Children will continue to be failed unless children’s social care is backed by serious, long-term investment, including:

  • Early intervention and trauma-informed therapeutic support
  • Recruitment of specialist foster carers
  • Rapid expansion of high-quality, regulated children’s homes
  • Better coordination between social care, health, education, and youth justice
  • Commissioning strategies designed for children with high and complex needs

Without this, the system will remain dependent on costly, harmful crisis placements.

Rethinking risk — and responsibility

Finding long-term solutions for 669 children should be entirely achievable. What is missing is not evidence, but ambition.

We must stop pretending that locking a child alone in a flat under constant surveillance, or placing them in a caravan without basic facilities, is the “risk-averse” option. It is not.

It is deeply risky, deeply harmful, and incompatible with any credible understanding of children’s best interests.

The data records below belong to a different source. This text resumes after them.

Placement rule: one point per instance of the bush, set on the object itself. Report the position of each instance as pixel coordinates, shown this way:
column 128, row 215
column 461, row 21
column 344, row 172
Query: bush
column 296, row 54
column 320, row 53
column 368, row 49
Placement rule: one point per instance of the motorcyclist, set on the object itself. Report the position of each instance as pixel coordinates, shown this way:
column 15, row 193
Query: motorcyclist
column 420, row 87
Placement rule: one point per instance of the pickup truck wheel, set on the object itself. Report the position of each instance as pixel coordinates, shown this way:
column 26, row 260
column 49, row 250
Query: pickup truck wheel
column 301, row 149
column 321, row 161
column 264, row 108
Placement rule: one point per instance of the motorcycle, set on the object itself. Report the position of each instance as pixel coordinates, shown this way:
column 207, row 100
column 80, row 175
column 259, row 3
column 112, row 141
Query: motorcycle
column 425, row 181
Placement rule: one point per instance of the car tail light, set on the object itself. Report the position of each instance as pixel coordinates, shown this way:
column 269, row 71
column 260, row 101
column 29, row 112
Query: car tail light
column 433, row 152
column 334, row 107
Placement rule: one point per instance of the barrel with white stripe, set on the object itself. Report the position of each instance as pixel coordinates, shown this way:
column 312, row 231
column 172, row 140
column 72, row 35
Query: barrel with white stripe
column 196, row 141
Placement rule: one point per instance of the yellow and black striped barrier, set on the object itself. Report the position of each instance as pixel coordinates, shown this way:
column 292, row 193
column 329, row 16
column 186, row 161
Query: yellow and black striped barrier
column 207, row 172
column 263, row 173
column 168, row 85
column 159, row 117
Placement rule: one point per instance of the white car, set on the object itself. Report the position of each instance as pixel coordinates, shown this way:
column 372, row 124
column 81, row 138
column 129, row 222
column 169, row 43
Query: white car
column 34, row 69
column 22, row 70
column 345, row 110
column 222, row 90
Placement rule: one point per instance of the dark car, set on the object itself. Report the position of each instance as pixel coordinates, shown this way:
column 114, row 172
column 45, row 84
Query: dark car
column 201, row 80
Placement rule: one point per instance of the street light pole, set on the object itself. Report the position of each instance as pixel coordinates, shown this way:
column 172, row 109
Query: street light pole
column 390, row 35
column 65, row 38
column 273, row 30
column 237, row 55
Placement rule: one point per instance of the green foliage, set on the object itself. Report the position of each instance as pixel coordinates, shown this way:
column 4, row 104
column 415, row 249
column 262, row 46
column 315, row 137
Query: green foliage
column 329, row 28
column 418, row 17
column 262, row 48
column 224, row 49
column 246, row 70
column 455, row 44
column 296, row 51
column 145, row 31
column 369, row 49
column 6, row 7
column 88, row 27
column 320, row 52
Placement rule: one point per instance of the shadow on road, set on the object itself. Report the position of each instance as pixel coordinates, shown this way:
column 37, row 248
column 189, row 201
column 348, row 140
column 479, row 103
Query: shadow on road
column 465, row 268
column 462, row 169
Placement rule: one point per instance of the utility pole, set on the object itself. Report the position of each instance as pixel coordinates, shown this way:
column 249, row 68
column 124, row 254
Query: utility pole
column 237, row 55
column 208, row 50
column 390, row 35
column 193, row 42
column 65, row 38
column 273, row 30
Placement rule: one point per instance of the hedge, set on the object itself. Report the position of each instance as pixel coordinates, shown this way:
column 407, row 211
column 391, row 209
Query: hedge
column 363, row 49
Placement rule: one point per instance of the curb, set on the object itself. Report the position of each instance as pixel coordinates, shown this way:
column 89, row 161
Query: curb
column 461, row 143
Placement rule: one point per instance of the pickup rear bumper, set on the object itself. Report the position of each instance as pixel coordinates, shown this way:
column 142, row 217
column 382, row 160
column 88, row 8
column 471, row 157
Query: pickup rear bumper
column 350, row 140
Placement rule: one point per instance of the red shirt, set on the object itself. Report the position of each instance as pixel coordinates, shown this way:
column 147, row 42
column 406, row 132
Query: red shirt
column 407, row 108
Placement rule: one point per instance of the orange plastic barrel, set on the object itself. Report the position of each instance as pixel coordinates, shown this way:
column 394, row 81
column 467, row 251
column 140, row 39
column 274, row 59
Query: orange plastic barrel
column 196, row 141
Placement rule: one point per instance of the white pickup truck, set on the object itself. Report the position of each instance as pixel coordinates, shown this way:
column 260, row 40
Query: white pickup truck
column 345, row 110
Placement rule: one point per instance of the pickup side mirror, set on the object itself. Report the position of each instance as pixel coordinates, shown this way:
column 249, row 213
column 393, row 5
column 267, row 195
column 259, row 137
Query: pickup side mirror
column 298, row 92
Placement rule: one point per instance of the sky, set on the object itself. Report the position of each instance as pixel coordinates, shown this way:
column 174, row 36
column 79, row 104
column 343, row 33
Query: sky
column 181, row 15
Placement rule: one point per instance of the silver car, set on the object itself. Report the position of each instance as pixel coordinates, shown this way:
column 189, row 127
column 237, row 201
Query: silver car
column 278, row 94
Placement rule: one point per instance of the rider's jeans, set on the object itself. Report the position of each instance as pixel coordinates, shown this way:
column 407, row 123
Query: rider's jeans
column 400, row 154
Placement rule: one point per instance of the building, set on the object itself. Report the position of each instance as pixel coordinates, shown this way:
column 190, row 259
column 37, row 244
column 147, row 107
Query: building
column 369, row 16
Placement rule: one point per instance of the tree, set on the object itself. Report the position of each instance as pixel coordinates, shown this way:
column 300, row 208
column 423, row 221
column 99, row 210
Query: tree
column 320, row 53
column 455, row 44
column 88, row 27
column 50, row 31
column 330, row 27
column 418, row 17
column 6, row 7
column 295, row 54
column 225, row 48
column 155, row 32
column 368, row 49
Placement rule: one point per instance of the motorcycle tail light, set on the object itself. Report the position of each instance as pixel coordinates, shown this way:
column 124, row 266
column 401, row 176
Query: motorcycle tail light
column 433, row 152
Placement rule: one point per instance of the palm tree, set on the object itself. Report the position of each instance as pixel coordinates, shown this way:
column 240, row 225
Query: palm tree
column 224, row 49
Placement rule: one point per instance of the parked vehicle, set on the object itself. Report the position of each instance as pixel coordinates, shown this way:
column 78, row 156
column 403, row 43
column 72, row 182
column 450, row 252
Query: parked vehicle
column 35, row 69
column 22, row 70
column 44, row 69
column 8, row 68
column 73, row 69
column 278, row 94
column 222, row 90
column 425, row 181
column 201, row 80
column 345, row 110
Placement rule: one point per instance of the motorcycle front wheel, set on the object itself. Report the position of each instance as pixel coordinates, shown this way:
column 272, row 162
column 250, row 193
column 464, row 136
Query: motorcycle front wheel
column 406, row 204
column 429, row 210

A bellwether for the whole system

These 669 children must be the line in the sand.

If we can get it right for them — by building lawful, compassionate, properly supported alternatives — we can get it right for all children in care. If we cannot, then the system will continue to cycle through the same failures, at immense human and financial cost.

Children deserve better than emergency fixes and illegal placements.
They deserve safety, stability, and a system designed to care — not cope.